The baby was crying. He could hear the monitor going off, mournful shrill sobs accompanying the slight static of the machine. That’s stupid. I can do better. Note to self, build better baby machine.
He settled back, satisfied, then winced as a new cry broke the lull. The baby still needed fixing, though.
“Steve,” he tried again, tapping insistently this time.
“Hnn?” Steve groaned as he stirred, turning slightly in Tony’s direction without opening his eyes.
“The baby’s crying.” Tony told him expectantly.
“Okay,” Steve murmured, then shifted and settled back in.
No, no, don’t do that. “Steve,” Tony tried again. “It’s your turn.”
“It was my turn last time, Tony, and the time before,” Steve mumbled, still not opening his eyes. “Your turn, for real this time. It’ll do you good to spend time with him.”
Tony was unconvinced.
Steve sighed. “You’re not going to break him, you know.”
I’m not afraid of breaking him, Tony thought stubbornly, but held his tongue. He waited another moment, then steeled himself and shuffled off the bed. The baby was still crying and Steve showed no sign of getting up. It was up to him, then.
No biggie, he told himself, padding down the hallways towards the baby’s room. You've seen Steve do it before; you can do it. Can’t be too hard, can it? Steve always makes it look so easy.
He stopped in front of the crib and stared down at the still-crying baby, illuminated by the night light and the faint glow of his arc reactor filtering through his shirt. It had half-kicked off its blanket and was still moving its limbs angrily in time with its shrieks. Now what? The baby was still crying, quieter little hiccuping sobs now.
He took a deep fortifying breath. Step one, check the diapers, he remembered. No smell, but that didn't always indicate a negative return. He felt at the diaper gingerly, but it felt flat and relatively solid, like the way it had when Steve had him feel the diaper after he changed it. There was none of the gross squishiness like when Steve had him feel the wet diaper.
Okay, probably not the diaper, then.
Maybe it was hungry? But – he glanced at the little digital clock – Steve had given in a bottle about an hour ago, so it should be fine now. Plus, it wasn't showing any signs of hunger: no rooting, no excessive squirming, no moving head frantically from side to side.

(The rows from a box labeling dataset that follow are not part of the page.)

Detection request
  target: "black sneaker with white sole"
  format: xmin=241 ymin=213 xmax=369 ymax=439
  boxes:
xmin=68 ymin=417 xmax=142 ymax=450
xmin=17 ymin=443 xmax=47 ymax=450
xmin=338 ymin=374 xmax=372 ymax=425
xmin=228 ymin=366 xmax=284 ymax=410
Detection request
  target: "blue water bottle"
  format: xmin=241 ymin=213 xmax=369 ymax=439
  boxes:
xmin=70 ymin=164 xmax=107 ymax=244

Pick it up, then? Tony stared dubiously down at the still-shrieking bundle, then grasped it gingerly under the arms and hoisted it up uncertainly in the air. He dangled the baby for a moment, flummoxed, before awkwardly shifting it to cradle in his arms. It felt only natural, then, to start rocking the baby, making those little full-body jiggles he’d seen Steve do before.
“Hey, it’s all right now, little guy,” he whispered, hugging the baby close to his chest, careful to avoid the arc reactor. “I know I’m no Steve, but I hold you pretty well, yeah?”
The crying subsided and the baby opened his eyes again, staring sleepily up at Tony. It made a half-hearted grab at the arc reactor – chasing the light, probably – before settling back down to blink sleepily up at him. Tony found himself humming as he rocked, sometimes a toneless drone, sometimes snatches of half-forgotten lullabies of mysterious origin.
The doorway lit up as the hall light was turned on, then darkened again. Tony looked up to see Steve standing in the doorway.
“Steve,” he said, surprised.
“I was just checking up on the both of you,” Steve said apologetically, coming all the way into the room.
Tony smiled. “Come over.” He waited for Steve to approach before continuing, “He just wanted to be held, I think. He’s okay now. Sleeping again,” he said, looking down for confirmation.
The baby let out a final “snerk” before its breath went deep and even. Steve came in close and slid his arms around Tony’s waist, carefully avoiding squishing the baby, and rocked side to side with Tony’s motions.
“This wasn't a bad idea,” Tony finally admitted softly into the growing silence.
Steve didn't say anything, just smiled.